Instead, Dad demonstrated great patience. And stick-to-itiveness. In fact, I’ve never seen him give up on anything or anybody. He has taught me the virtues of being honest, loyal, conscientious and persistent. He has been generous when others may have chosen to be greedy. He has always said, “What can I do for you?” when others might have asked, “What’s in it for me?” He has always spoken softly and carried a big stick. And some of that, I hope, has rubbed off onto me.
And so, as a tribute to my Dad, and all Dads everywhere, I would like to quote from a book by Leo Buscaglia entitled Papa, My Father, A Celebration Of Dads, in which he speaks about his late father. My dad’s still alive, thank God, and this excerpt does not relate specifically to him, but it does serve as a rather eloquent pronouncement of what my dad means to me.
“Papa never climbed Everest or made the Guinness Book of World Records. He never read the classics or saw an original painting by Braque. He was proud, self-taught, and left no debts. If he had any hidden dreams, other than of being a good man, a committed father, and a loving husband, no one ever knew about them.
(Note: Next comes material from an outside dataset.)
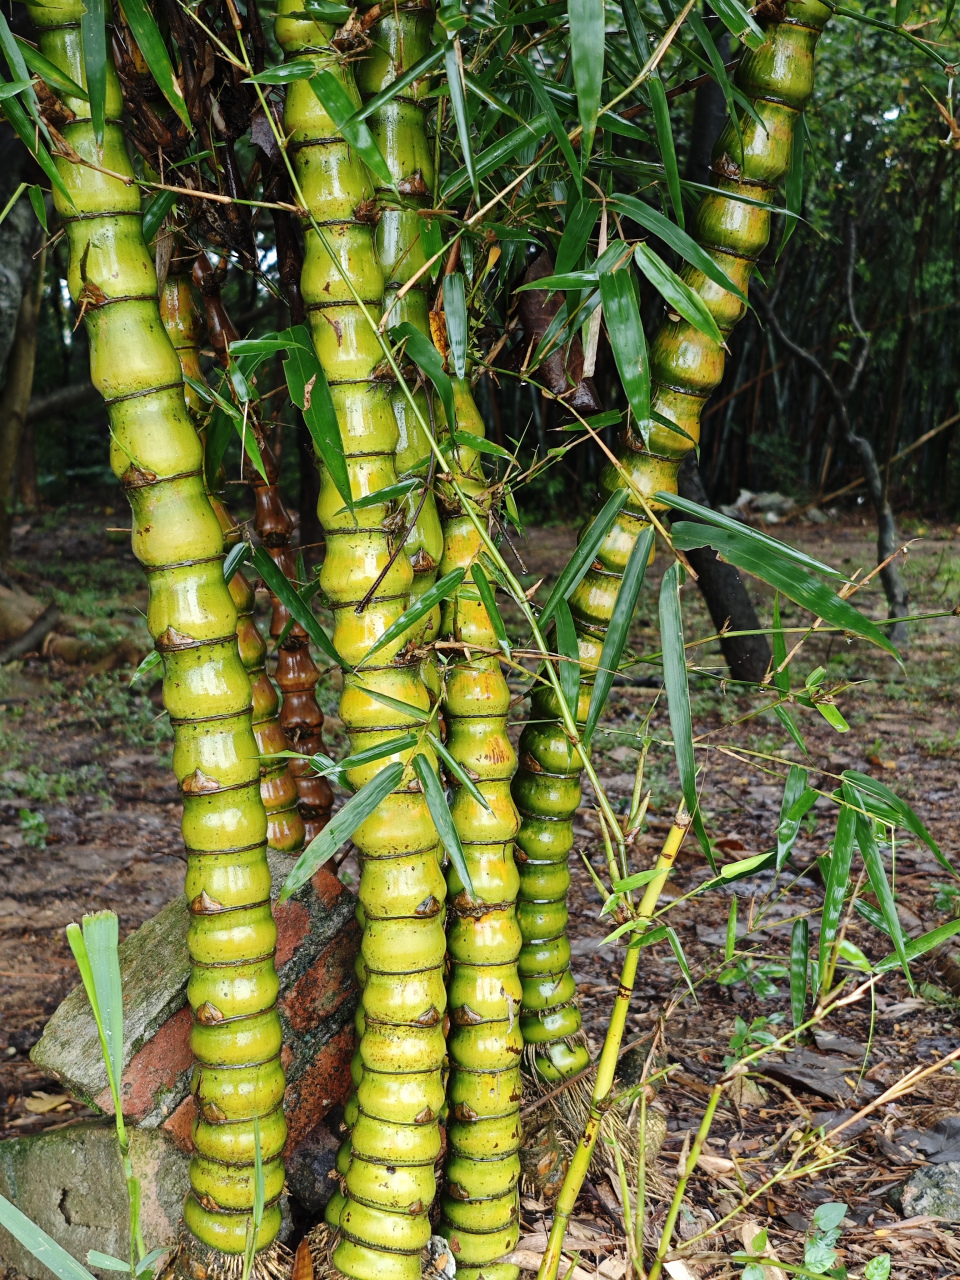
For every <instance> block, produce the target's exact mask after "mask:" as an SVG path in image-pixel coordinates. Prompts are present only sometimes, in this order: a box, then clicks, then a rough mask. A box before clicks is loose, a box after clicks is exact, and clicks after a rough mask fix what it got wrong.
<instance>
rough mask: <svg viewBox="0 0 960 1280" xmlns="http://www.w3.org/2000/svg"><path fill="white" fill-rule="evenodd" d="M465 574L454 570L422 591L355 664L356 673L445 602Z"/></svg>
mask: <svg viewBox="0 0 960 1280" xmlns="http://www.w3.org/2000/svg"><path fill="white" fill-rule="evenodd" d="M465 573H466V570H465V568H454V570H453V571H452V572H451V573H445V575H444V576H443V577H442V579H440V581H439V582H434V585H433V586H431V588H430V589H429V590H426V591H424V594H422V595H421V596H419V598H417V599H416V600H415V602H413V603H412V604H411V605H410V608H408V609H406V611H404V612H403V613H402V614H401V616H399V617H398V618H397V621H396V622H392V623H390V626H389V627H387V630H385V631H384V634H383V635H381V636H380V639H379V640H378V641H376V644H374V645H372V646H371V648H370V649H367V652H366V653H365V654H364V657H362V658H361V659H360V662H358V664H357V671H358V669H360V668H361V667H362V666H364V663H365V662H367V660H369V659H370V658H372V655H374V654H375V653H378V652H379V650H380V649H383V646H384V645H388V644H393V641H394V640H397V639H399V637H401V636H402V635H403V634H404V632H406V631H410V628H411V627H412V626H415V625H416V623H417V622H419V621H420V620H421V618H422V617H425V616H426V614H428V613H430V611H431V609H434V608H435V607H436V605H438V604H439V603H440V600H445V599H447V596H448V595H451V594H452V593H453V591H454V590H456V589H457V588H458V586H460V584H461V582H462V581H463V576H465Z"/></svg>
If deep regrets, fears, or personal doubts tormented him, he never stated them. I am aware that years of having known and loved my father have transformed him from Papa, the simple human being, into Papa, the near saint. And I’ve come to the conclusion that there is nothing wrong with that.”
Happy Birthday, Dad. Happy Birthday to the “near saint” to me, your family, your relatives, your friends and everyone who has ever known you. I love you.